In the fall of 2003, Stanford professor Larry Diamond received a call from Condoleezza Rice, asking if he would spend several months in Baghdad as an adviser to the the American occupation authorities. Diamond had not been a supporter of the war in Iraq, but he felt that the task of building a viable democracy was a worthy goal now that Saddam Hussein's regime had been overthrown. He also thought he could do some good by putting his academic expertise to work in the real world. So in January 2004 he went to Iraq, and the next three months proved to be more of an education than he bargained for.

Diamond found himself part of one of the most audacious undertakings of our time. In Squandered Victory he shows how the American effort to establish democracy in Iraq was hampered not only by insurgents and terrorists but also by a long chain of miscalculations, missed opportunities, and acts of ideological blindness that helped assure that the transition to independence would be neither peaceful nor entirely democratic. He brings us inside the Green Zone, into a world where ideals were often trumped by power politics and where U.S. officials routinely issued edicts that later had to be squared (at great cost) with Iraqi realities. His provocative and vivid account makes clear that Iraq-and by extension, the United States-will spend many years climbing its way out of the hole that was dug during the fourteen months of the American occupation.

About the Author

Larry Diamond is a senior fellow at the Hoover Institution and professor by courtesy of political science and sociology at Stanford University. He has also been the co-editor of the widely respected Journal of Democracy since its founding in 1990. From January to April of 2004, he served as a senior adviser to the Coalition Provisional Authority in Baghdad. He lives in Stanford, California.
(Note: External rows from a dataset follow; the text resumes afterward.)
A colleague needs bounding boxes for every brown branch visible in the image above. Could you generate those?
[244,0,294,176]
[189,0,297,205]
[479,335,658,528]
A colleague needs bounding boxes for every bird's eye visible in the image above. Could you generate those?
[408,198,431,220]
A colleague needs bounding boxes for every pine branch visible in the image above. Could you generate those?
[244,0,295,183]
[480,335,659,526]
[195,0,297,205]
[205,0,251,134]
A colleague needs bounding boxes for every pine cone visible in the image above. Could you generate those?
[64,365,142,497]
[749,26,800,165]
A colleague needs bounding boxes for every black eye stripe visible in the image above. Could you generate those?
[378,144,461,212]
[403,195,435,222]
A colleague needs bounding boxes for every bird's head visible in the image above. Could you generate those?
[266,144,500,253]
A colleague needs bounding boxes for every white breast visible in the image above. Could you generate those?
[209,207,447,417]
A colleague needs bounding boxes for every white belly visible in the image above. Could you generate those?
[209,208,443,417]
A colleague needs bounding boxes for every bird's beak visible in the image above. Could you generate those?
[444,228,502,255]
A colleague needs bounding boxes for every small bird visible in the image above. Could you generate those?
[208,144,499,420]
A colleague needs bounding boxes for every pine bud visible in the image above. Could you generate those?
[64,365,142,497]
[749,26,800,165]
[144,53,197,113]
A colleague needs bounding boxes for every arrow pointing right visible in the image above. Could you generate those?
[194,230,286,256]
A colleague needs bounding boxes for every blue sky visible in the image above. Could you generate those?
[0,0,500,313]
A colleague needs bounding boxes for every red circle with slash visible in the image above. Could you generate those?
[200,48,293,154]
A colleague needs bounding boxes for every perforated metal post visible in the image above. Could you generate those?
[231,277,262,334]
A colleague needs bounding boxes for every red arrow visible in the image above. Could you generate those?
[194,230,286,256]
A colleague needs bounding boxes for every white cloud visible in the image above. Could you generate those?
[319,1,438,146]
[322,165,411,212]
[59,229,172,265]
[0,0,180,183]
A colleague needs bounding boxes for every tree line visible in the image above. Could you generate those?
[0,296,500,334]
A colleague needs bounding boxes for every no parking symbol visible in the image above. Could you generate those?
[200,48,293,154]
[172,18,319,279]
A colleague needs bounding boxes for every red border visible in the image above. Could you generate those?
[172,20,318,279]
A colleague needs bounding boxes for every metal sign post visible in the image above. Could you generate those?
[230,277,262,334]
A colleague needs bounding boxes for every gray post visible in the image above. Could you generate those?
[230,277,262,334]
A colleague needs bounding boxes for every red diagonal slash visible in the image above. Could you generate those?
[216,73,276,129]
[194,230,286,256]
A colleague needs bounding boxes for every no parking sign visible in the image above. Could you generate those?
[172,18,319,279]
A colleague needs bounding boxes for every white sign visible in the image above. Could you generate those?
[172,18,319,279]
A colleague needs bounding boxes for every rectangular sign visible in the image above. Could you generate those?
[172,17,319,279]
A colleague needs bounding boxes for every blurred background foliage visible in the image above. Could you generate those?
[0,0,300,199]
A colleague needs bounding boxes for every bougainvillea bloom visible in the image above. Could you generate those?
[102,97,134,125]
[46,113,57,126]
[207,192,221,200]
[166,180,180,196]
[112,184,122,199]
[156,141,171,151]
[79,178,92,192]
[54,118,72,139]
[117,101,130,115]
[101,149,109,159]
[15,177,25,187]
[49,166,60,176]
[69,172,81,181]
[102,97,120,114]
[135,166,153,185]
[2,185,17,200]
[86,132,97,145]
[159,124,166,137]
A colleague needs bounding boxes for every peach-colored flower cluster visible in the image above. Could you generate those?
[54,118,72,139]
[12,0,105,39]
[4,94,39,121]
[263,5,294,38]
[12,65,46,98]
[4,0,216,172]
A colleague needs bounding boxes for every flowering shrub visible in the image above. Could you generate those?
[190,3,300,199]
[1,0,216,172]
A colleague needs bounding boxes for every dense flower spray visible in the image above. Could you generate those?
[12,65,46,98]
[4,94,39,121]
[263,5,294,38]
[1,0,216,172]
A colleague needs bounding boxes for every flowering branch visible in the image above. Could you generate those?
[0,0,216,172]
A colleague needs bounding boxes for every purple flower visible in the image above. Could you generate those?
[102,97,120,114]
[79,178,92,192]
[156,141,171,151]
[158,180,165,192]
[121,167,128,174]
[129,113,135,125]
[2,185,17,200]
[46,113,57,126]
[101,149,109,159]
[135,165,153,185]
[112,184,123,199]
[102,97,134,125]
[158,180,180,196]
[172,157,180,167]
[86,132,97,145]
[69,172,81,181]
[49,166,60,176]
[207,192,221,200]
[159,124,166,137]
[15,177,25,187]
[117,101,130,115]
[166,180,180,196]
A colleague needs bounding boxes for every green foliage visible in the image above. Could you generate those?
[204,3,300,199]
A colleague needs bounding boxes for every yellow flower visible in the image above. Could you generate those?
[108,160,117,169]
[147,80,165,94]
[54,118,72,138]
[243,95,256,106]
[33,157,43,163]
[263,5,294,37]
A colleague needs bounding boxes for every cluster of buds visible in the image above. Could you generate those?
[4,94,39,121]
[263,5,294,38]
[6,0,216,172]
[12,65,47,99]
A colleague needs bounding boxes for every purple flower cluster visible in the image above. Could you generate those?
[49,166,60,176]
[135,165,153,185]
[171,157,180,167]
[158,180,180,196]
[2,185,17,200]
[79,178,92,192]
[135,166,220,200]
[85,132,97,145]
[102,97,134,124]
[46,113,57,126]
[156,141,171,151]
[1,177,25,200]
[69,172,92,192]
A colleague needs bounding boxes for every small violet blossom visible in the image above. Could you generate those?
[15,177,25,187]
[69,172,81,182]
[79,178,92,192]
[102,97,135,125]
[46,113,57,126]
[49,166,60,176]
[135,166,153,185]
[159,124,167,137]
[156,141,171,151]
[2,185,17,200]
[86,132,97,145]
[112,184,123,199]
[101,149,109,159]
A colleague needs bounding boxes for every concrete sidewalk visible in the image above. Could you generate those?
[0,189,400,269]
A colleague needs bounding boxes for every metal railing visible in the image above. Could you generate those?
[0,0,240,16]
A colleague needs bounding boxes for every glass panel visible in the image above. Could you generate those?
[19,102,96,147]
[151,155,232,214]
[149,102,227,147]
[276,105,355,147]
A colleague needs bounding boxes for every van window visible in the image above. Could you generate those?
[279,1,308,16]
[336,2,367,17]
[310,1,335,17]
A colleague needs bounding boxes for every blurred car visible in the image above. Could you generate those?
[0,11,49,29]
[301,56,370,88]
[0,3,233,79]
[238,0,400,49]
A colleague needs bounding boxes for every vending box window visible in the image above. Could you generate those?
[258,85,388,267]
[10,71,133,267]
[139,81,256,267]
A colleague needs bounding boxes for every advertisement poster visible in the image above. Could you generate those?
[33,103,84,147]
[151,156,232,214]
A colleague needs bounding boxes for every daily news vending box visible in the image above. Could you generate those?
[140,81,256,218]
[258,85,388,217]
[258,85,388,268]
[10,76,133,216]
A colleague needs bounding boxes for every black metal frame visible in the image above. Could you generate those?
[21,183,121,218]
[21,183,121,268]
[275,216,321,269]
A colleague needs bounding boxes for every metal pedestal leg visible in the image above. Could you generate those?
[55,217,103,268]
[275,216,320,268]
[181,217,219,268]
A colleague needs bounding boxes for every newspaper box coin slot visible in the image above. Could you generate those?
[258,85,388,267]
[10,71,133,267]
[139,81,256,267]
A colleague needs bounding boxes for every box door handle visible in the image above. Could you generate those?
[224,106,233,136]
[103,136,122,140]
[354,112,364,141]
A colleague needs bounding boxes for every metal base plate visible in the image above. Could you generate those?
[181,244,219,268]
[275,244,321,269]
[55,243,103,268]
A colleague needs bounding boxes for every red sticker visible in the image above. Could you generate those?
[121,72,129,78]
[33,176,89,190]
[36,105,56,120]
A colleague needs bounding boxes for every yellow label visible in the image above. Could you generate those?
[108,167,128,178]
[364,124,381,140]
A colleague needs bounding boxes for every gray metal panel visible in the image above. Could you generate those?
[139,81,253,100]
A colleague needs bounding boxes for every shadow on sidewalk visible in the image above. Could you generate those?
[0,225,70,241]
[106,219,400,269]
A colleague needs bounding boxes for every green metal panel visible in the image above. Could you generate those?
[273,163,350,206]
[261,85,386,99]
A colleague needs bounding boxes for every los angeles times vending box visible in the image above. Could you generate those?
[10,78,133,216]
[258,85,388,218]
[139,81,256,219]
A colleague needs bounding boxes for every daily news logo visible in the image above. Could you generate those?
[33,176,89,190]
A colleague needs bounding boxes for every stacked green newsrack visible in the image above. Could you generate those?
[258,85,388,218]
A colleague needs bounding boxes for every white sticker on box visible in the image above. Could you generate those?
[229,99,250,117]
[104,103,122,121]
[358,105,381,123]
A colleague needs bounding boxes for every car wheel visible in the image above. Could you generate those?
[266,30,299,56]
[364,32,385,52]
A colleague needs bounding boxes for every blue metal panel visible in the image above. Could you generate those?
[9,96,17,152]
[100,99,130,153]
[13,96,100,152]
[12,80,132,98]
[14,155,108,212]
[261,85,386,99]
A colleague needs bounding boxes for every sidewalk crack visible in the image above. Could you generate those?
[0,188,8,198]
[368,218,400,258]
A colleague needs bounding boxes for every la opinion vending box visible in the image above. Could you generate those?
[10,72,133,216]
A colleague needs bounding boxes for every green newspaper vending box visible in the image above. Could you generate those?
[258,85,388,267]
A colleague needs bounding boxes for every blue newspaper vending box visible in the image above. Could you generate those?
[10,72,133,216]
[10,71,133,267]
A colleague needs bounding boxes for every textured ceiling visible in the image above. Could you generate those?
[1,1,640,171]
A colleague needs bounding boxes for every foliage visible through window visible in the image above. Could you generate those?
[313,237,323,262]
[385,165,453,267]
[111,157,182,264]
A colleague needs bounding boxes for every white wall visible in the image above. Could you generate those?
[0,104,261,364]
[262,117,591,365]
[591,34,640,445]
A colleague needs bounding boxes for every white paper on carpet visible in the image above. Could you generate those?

Excerpt From Squandered Victory:

The American occupation of Iraq was slipping into a new phase of crisis and violence that it would never overcome. But none of this should have come as a surprise; coalition figures had been pleading for months for action against Muqtada al-Sadr, and against other militias as well. On the morning of March 31, I visited one of Sadr's most bitter and effective enemies, a moderate Shiite cleric, Sayyid Farqad al-Qizwini, who was preaching the compatibility of Islam and democracy, indeed the necessity of democracy for Islam.

In the days before my visit, Sadr's organization had been widely distributing a leaflet denouncing Qizwini and his leading supporters as "pigs and dogs" who had defiled Islam and needed to be "stopped and silenced." Qizwini had been living under threat of assassination for months, but now this pseudo-religious call for his murder had raised the stakes.

Qizwini implored the United States to act immediately. "These militias will turn Iraq into a dark age of bloodletting if they are not stopped soon," he told me. "Any decision to dissolve the militias should be implemented in the next week." At that moment, I thought Qizwini's statement a bit hyperbolic in its urgency. But I did not realize that the dam was just about to burst, and that this dramatic day would essentially mark the end of my involvement with the American occupation.